Amen, and after watching the contest I feel sorry for the boys that competed in it.


----------



## fleetwood macbull (Jan 23, 2004)

> Originally posted by <b>futuristxen</b>!
> For all you talking junk, did you watch the contest? She deserved to win.
> 
> No one else could even throw 3 dunks down. It was pathetic. She was the best dunker in the final. Just by virtue of the fact she could dunk.
> ...


are you kidding? if all the boys had to do was lumber up there and flip one over the rim to win, they all would have done it. Apparently, there are new rules. Girls can throw weak crap up there, and get great scores from the judges. The Boys can do the same dunk, and get reamed from the judges. Its fixed


----------



## HKF (Dec 10, 2002)

> Originally posted by <b>futuristxen</b>!
> 
> She's a hottie to boot.


Looking at her is weird to me. She looks exactly like her brother Anthony. Scary.


----------



## futuristxen (Jun 26, 2003)

> Originally posted by <b>fleetwood macbull</b>!
> 
> are you kidding? if all the boys had to do was lumber up there and flip one over the rim to win, they all would have done it. Apparently, there are new rules. Girls can throw weak crap up there, and get great scores from the judges. The Boys can do the same dunk, and get reamed from the judges. Its fixed


In the finals if they would have just done that they would have won. But they flat out missed every dunk. JR Smith missed like 4 straight dunks. Darius Washington missed like 3...

In the context of the finals she deserved to win it. It's how the dunk contests work.


----------



## fleetwood macbull (Jan 23, 2004)

> Originally posted by <b>futuristxen</b>!
> 
> 
> In the finals if they would have just done that they would have won. But they flat out missed every dunk. JR Smith missed like 4 straight dunks. Darius Washington missed like 3...
> ...


thats because they know they have to try hard stuff, because the judging is unfair. She got great scores for weak crap


----------



## futuristxen (Jun 26, 2003)

Yeah okay her being a girl and dunking definitely entered into her scores.

But the dunk contest has always been biased. The contest is also biased against big guys.

If Josh Smith did the same dunks that Darius Washington did, he would have gotten lower scores than Washington.

So yeah, obviously judges take things into consideration. And she didn't just straight dunk it. She at least attempted to put some flavor in her dunks with the around the back and the little jr. dee brown homage...

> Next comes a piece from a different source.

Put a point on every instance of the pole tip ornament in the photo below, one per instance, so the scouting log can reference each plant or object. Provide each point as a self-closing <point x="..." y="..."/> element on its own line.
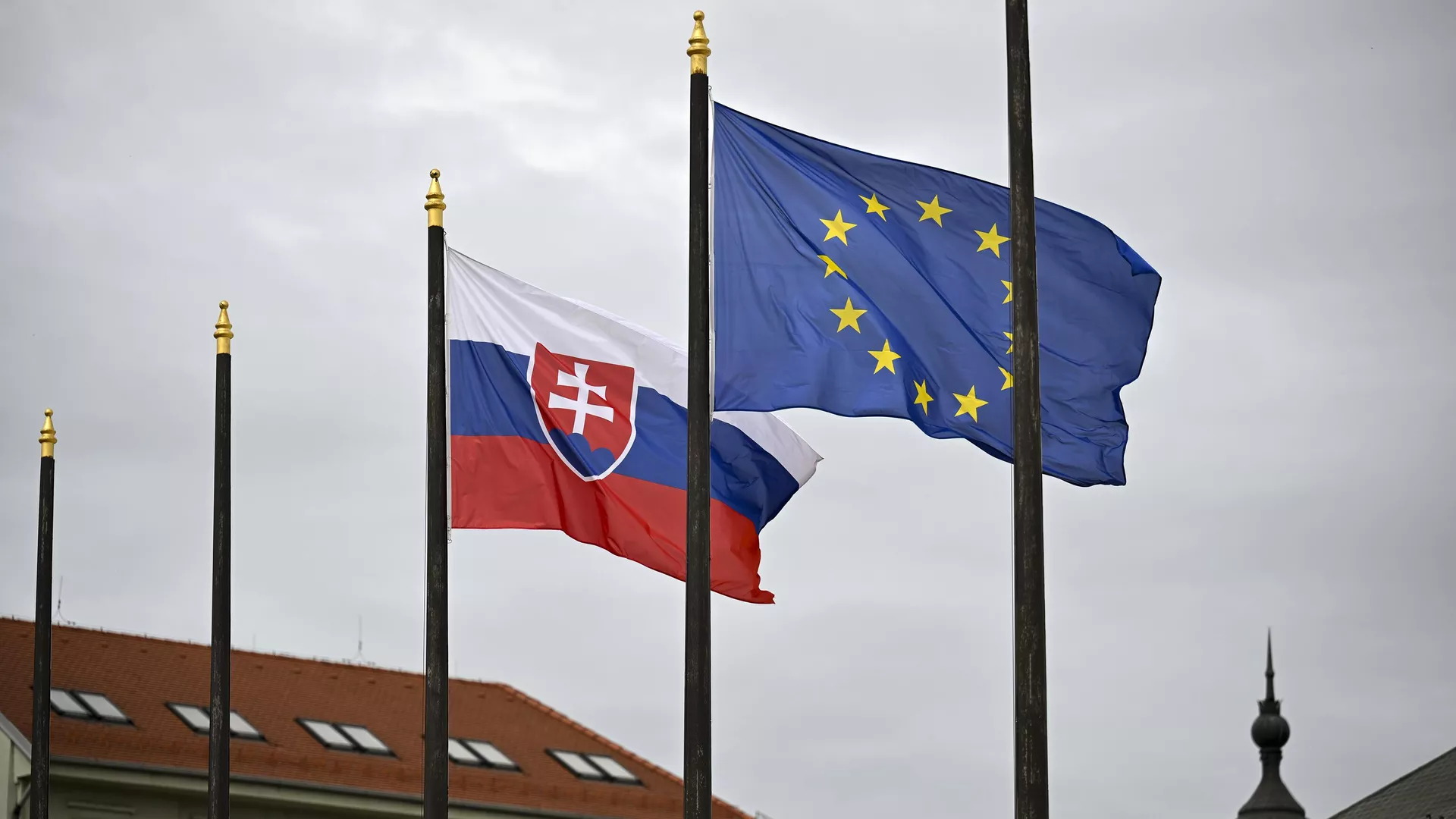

That **** was historic. For her to lose the guys should have to do something more than brick all of their dunks and throw down some cliched dunk we've seen 20 million times before.

That was easily the weakest field I've seen in a long time for a dunk competition. Those guys deserved to lose.

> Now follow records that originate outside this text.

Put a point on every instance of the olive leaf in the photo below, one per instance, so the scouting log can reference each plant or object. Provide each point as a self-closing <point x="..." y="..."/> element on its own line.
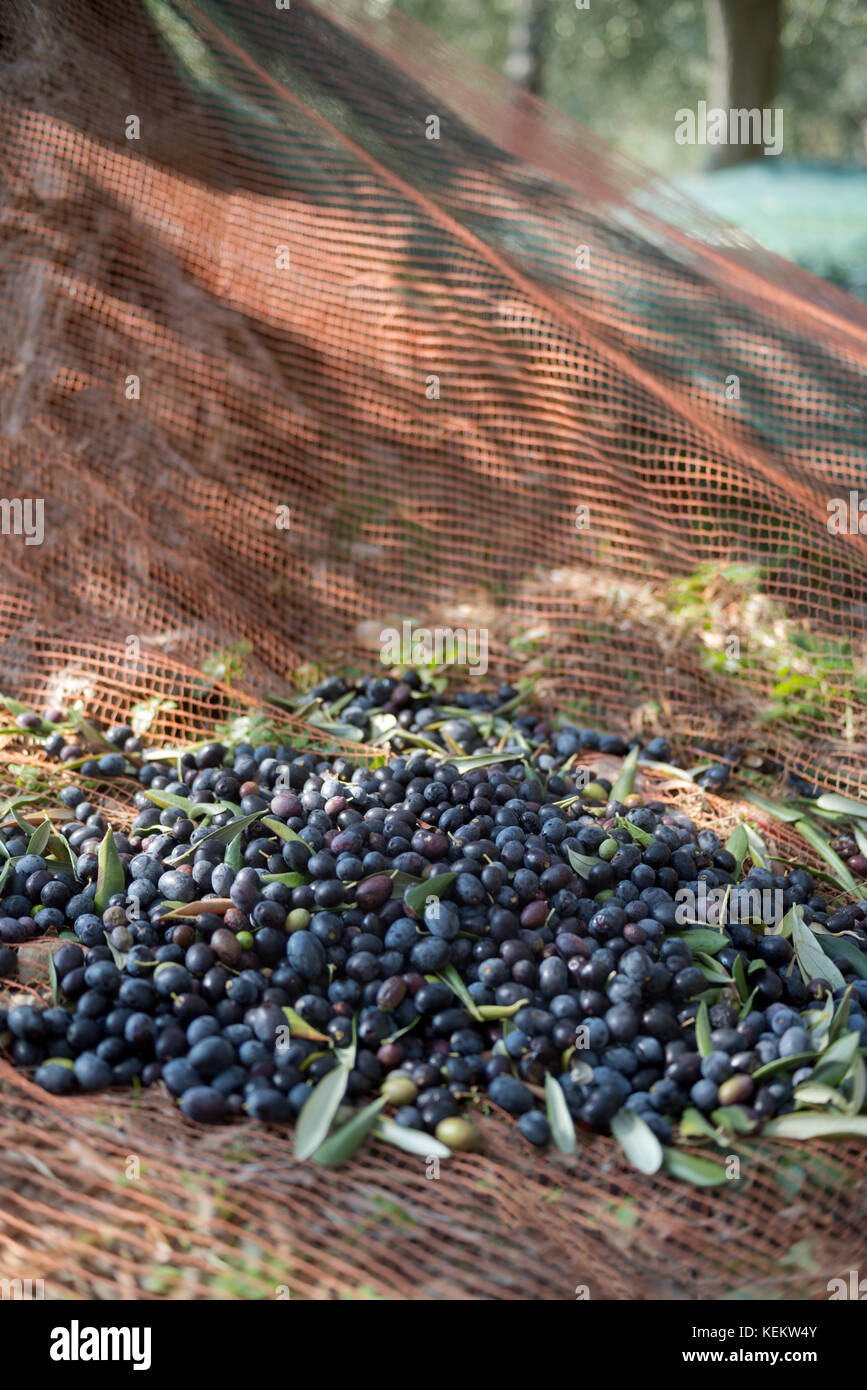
<point x="234" y="855"/>
<point x="450" y="977"/>
<point x="468" y="763"/>
<point x="732" y="1119"/>
<point x="118" y="957"/>
<point x="223" y="834"/>
<point x="694" y="1123"/>
<point x="582" y="863"/>
<point x="813" y="1093"/>
<point x="39" y="838"/>
<point x="835" y="1061"/>
<point x="411" y="1141"/>
<point x="625" y="780"/>
<point x="757" y="848"/>
<point x="859" y="1086"/>
<point x="289" y="880"/>
<point x="841" y="1016"/>
<point x="846" y="805"/>
<point x="737" y="845"/>
<point x="300" y="1029"/>
<point x="559" y="1118"/>
<point x="493" y="1012"/>
<point x="771" y="808"/>
<point x="637" y="834"/>
<point x="844" y="948"/>
<point x="809" y="1125"/>
<point x="703" y="940"/>
<point x="110" y="876"/>
<point x="638" y="1141"/>
<point x="197" y="909"/>
<point x="703" y="1043"/>
<point x="342" y="1144"/>
<point x="318" y="1111"/>
<point x="53" y="979"/>
<point x="435" y="887"/>
<point x="170" y="798"/>
<point x="841" y="872"/>
<point x="702" y="1172"/>
<point x="812" y="961"/>
<point x="284" y="831"/>
<point x="739" y="977"/>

At least something positive and exciting was able to come out of an otherwise boring competition.

I don't understand why you and others are so bitter. It was a big moment for women's sports, and also for humanity as a whole. Women athletes get marginalized too often, which is sad because it's not like they aren't working their *** off. In fact to some extent it's more honorable that they love the game so much to stay with it even when it's not held up as highly as men's sports.

You've got to see context beyond just a stupid high school dunk competition.


----------



## Nevus (Jun 3, 2003)

I saw it... she even admitted she didn't think she had a chance to win. She wouldn't have if anybody else would have finished at all. It's kind of funny actually, how the only person who could actually complete a dunk was a girl.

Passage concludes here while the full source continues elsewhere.